One of the reasons is that Section 100(2)(a) of the Mineral and Petroleum Resources Development Act (MPRDA) only empowers the Minister to develop a broad-based socioeconomic empowerment charter. “It does not grant the Minister the power to alter, vary and/or revise such a charter,” says Spalding.
The section also requires that the Minister exercise his or her authority to develop a broad-based socioeconomic empowerment charter "within six months from the date on which this Act takes effect". The MPRDA took effect on May 1, 2004, which means that the revised charter was published too late – by more than 13 years.
“ . . . the Minister’s amendment of the Mining Charter is beyond the scope of Section 100(2)(a) and is, thus, ultra vires”, or beyond one's legal power or authority, she points out.
Spalding notes that to give effect to the charter, Parliament would have had to pass the MPRDA Amendment Bill first. Although the Bill seeks to amend Section 100(2)(a) to enable the Minister to change or vary a charter it has been in limbo since 2013.
Spalding points out that Parliament cannot pass the MPRDA Amendment Bill now and “miraculously give the Minister the powers ex post facto to implement the charter, which he has already gazetted and brought into force”.
Webber Wentzel partner Jonathan Veeran explains that Parliament is responsible for the passing of legislation, and the executive (Ministers) for the creation of regulations. “The purpose for this aspect of separation of powers is to free up time in Parliament but also serves as a check and balance on the different branches of the State”.
He adds that South African law makes a distinction between policy derived from an enabling provision in legislation and policy derived in the absence of such legislation. For a policy to be binding, however, it must be derived through an enabling provision contained in legislation, such as Section 100(2)(a) of the MPRDA in respect of the Mining Charter.
Veeran explains that the MPRDA enables the Minister to develop policy, but only in a narrow sense: “The Minister can do only what he is empowered to do by legislation.”
Therefore, exceeding this power of legislation – amending the charter when the current legislation does not permit that – is in violation of the Constitution, as it contradicts the rule of law principle provided for in Section 1(c) of the Constitution, he explains.
OTHER ISSUES AND AMBIGUITIES
One of the main contentions by the CoM is that it was not properly consulted on the drafting of the charter. Webber Wentzel candidate attorney Diann Bishunath notes that Section 100(2)(a) of the MPRDA does not strictly oblige the Minister to consult with anyone.
However, she stresses that the Minister has, with the first two charters, consulted with other stakeholders as a rule of practice.

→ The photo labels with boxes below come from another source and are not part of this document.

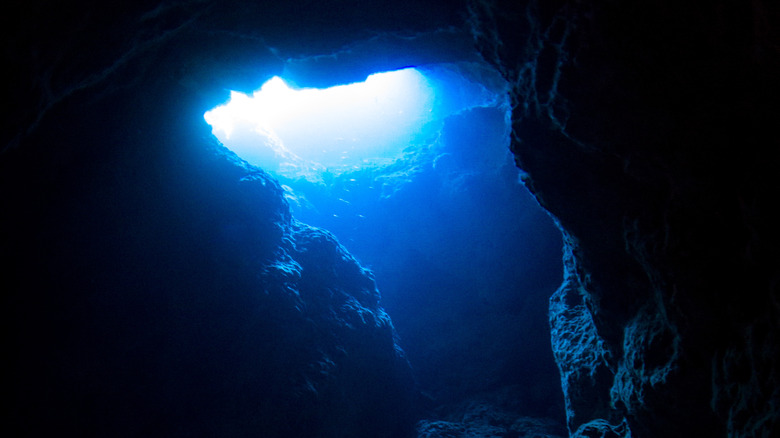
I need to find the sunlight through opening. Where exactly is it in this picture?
[204,68,435,177]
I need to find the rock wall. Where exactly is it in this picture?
[0,5,430,438]
[0,0,780,437]
[471,1,780,437]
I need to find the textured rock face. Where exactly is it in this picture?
[0,1,780,437]
[472,1,780,437]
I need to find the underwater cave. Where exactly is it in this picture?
[0,0,780,438]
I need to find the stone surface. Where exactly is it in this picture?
[472,1,780,437]
[0,0,780,437]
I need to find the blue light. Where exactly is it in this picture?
[204,68,435,178]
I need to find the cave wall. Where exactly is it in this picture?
[0,0,780,437]
[472,1,780,437]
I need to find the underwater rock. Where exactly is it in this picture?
[0,0,780,438]
[471,1,780,437]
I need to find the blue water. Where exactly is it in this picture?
[204,65,562,417]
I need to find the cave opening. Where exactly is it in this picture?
[204,62,564,422]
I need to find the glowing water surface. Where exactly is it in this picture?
[204,68,435,177]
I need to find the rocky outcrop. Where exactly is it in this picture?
[0,0,780,437]
[0,7,416,438]
[471,1,780,437]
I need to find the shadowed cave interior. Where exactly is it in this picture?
[0,0,780,438]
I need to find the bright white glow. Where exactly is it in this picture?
[204,68,434,176]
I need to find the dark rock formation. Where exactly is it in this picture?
[0,0,780,437]
[466,1,780,437]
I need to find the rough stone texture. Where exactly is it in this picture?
[417,396,566,438]
[472,1,780,437]
[0,0,780,437]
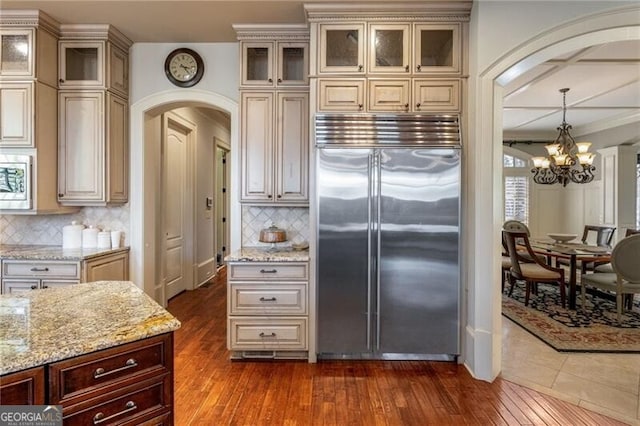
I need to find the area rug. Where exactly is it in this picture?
[502,284,640,353]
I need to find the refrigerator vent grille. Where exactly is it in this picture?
[315,114,461,146]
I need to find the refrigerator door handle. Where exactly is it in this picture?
[375,151,382,350]
[367,154,374,350]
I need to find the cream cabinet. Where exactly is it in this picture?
[58,90,129,206]
[227,262,309,358]
[240,91,309,204]
[241,41,309,88]
[368,23,411,74]
[318,22,366,74]
[1,249,129,294]
[318,20,462,76]
[58,34,129,97]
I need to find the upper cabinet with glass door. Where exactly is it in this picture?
[242,41,309,87]
[413,23,462,74]
[369,24,411,74]
[318,22,365,74]
[0,29,34,79]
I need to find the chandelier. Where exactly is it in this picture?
[531,88,596,186]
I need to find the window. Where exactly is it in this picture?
[502,154,530,224]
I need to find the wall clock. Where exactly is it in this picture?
[164,47,204,87]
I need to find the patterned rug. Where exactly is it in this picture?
[502,284,640,353]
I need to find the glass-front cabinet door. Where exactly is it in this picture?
[58,41,105,89]
[320,23,365,74]
[277,42,309,86]
[414,24,461,74]
[242,42,274,86]
[369,24,411,73]
[0,29,33,78]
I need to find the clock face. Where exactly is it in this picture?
[164,48,204,87]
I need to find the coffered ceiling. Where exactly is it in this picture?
[1,0,640,143]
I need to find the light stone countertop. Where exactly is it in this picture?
[224,247,309,262]
[0,244,129,261]
[0,281,180,375]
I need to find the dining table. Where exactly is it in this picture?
[529,238,611,309]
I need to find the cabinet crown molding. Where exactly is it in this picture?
[304,0,473,22]
[232,24,309,41]
[0,9,60,36]
[60,24,133,52]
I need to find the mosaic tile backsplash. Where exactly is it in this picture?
[242,206,309,247]
[0,204,129,246]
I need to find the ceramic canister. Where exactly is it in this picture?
[82,225,99,248]
[62,220,84,249]
[98,231,111,248]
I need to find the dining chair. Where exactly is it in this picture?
[504,230,567,308]
[580,234,640,322]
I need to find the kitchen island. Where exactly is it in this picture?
[0,281,180,425]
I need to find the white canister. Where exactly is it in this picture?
[98,231,111,248]
[82,225,99,248]
[111,231,122,248]
[62,220,84,249]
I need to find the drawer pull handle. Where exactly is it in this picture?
[93,358,138,379]
[93,401,138,425]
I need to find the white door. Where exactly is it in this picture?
[162,114,191,300]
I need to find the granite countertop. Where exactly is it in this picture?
[0,244,129,261]
[224,247,309,262]
[0,281,180,375]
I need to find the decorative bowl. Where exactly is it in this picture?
[547,234,577,243]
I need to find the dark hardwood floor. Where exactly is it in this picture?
[168,272,623,426]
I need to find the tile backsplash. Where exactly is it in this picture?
[242,206,309,246]
[0,204,129,245]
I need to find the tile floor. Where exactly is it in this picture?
[501,317,640,426]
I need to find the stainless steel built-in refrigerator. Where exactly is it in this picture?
[316,115,460,360]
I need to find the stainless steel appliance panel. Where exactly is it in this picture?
[375,148,460,354]
[316,149,371,354]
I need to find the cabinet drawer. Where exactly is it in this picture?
[227,262,308,281]
[0,367,44,405]
[49,335,173,405]
[2,260,80,279]
[63,375,171,426]
[228,317,307,350]
[229,283,307,315]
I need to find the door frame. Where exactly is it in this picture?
[213,136,231,269]
[156,111,198,306]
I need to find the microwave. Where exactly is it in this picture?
[0,154,33,210]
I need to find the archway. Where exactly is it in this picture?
[129,89,240,302]
[465,6,640,380]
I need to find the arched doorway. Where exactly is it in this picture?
[465,6,640,380]
[130,89,240,303]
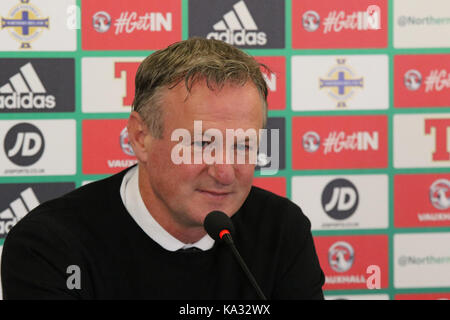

Hence, CoM members had a legitimate expectation that they would be consulted in the development Of Mining Charter III.
“The preamble to the original charter and its 2010 successor specifically notes that ‘this is a document which is agreed to by government, labour and business’. So, in this context, the Minister has created a subtle obligation to consult,” she states.
Additionally, the charter requires that new mining right holders must ensure that black shareholders hold a minimum of 30% in the company, with a minimum of 8% being held by employees, 8% by mine communities (in a community trust) and 14% black economic-empowerment (BEE) entrepreneurs.
She notes that this is problematic because the term 'community trust' is not defined in the Charter and, moreover, such a trust must be created and managed by the Mining Transformation and Development Agency, “which is yet to be constituted”.
Veeran notes that while the support of BEE entrepreneurs “is a seemingly good development, in our experience, the DMR does not view all 'established' black-owned companies as BEE entrepreneurs”.
Spalding comments that the charter also stipulates that “subject to solvency and liquidity requirements, a right holder is required to pay 1% of its annual turnover to black shareholders”. This implicitly creates a different class of shares, which would require the amendment of the company’s Memorandum of Incorporation. Since shareholders holding the same class of shares are to be treated equally, the implementation of this provision without the creation of a separate class of shares would result in a contravention of the Companies Act.
In terms of procurement, right holders are obligated to ensure that 70% of their procurement spend is used on mining goods manufactured by BEE entities and that 80% of services be performed by BEE entities.
Veeran says the imposition of local procurement requirements, particularly the local manufacturing requirements, might amount to South Africa breaching its obligations under the General Agreement on Tariffs and Trade (GATT) and the General Agreement on Trade in Services (GATS).
“Imposition of restrictions on investment designed to protect and foster domestic industries and prevent the outflow of foreign exchange reserves are not permitted under Articles III and XI of GATT and GATS.”
Spalding notes that these, and “numerous other material ambiguities, owing to poor drafting, provide a strong case for the CoM to obtain an interdict.”